This may sound very exciting for the enthusiasts and gamers, especially when you can get a cheaper overclocked version of the GTX 460 that can outperform the slight more expensive GTX 465. However, for the average consumer ... I think it might be very confusing. Generally, higher model numbers tend to dictate its higher performance over lower model numbers. I for one, would have bought the GTX 465 over the GTX 460 without even thinking. But as it turns out ... this isn't the case between the GTX 460 and GTX 465. In fact, it's quite the opposite. For this reason, many hardware review websites on the internet have questioned Nvidia's intentions ... what the hell are they doing?
In my opinion, Nvidia should have discontinued the Geforce GTX 465 when they introduced the Geforce GTX 460. But I guess its too late for that, because Nvidia has probably built up large inventories/stocks which they need to clear. In the end, its the manufacturers and vendors that have to suffer. So let me tell you guys ... doing business with Nvidia is no fun ;)

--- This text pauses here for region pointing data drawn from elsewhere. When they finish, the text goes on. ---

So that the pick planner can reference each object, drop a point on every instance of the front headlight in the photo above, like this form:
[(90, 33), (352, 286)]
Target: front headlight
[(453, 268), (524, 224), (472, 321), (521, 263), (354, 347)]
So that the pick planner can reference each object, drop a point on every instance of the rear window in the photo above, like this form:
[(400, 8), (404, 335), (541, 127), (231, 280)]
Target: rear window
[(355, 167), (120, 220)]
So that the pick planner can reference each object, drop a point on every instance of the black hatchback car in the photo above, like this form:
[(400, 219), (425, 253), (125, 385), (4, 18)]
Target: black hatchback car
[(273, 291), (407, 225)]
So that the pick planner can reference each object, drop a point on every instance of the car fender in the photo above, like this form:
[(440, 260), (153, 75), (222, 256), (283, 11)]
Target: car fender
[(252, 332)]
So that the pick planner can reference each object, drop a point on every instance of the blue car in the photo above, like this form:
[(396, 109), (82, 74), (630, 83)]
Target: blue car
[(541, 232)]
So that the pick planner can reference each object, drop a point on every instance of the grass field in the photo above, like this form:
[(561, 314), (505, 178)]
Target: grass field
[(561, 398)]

Looking at the specifications of the Geforce GTX 465 GPU, it's odd to see that the GTX 460 actually has more to offer. Both GPUs comes with all the innovative features which Nvidia have been pushing, such as the support for SLI, CUDA, DX11, OpenGL 4.0, PhysX, Nvidia's 3D Vision, as well as HD hardware video decode acceleration. The only real difference I can see, is that the Geforce GTX 465 can support 3-way SLI and comes with a higher number of processing cores. Looking at the table below you can see that the graphics clock, processor clock, texture fill rate and memory bandwidth for the GTX 460 are all higher than its bigger brother GTX 465. It's kind weird to see the reverse happening here.

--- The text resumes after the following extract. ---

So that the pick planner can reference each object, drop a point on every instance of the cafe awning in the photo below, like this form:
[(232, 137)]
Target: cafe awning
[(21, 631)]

In this review, we'll be taking a look at the MSI Geforce GTX 465 Twin Frozr II 1Gb GDDR5 (N465GTX). It features a standard GTX 465 GPU which runs at 607Mhz, and comes with 1Gb of GDDR5 ram clocked at 1603Mhz. It uses a 256-bit memory interface, and has a total of 352 procesing cores (as described in the table above). It offers all of Nvidia's advanced graphic technologies including the support for 3-way SLI, CUDA, DX11, OpenGL 4.0, PhysX, Nvidia's 3D Vision, as well as HD hardware video decode acceleration.
For cooling, MSI have included their own in-house designed GPU cooler, which they claim can offer upto 16℃ lower in termperature over reference designs. The Twin Frozr II feature a GPU cooler that has a large Nickel-plated copper base for better dissipation, as well as five heat pipes with SuperPipe Technology. It certainly looks very impressive, but it perform as good as it looks?

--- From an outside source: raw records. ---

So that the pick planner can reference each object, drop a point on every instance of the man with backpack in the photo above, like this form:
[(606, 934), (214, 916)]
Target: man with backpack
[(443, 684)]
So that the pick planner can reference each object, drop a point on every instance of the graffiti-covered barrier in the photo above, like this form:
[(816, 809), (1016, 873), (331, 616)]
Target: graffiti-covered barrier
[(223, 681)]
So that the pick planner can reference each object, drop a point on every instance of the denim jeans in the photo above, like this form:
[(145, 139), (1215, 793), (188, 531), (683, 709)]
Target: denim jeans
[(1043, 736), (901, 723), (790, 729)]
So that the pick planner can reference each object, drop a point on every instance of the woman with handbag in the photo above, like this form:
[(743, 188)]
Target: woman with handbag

I can tell you from that start ... don't expect the Geforce GTX 465 to beat an overclocked GTX 460. It's quite the opposite. It should however, outperform all Radeon HD 5770 graphic cards in our tests. You do have the advantage of 3-way SLI support, which the GTX 460 don't offer.
We'll be testing the MSI Geforce GTX 465 Twin Frozr II (N465GTX) on our test rig, which consists of the following ... Intel Core i5 - 650 (LGA 1156), MSI P55A Fuzion motherboard, 4Gb Crucial Ballistix Tracer, Noctua NH-D14 CPU cooler and a Silverpower 650w power supply. All-in-all, a decently spec'd computer system.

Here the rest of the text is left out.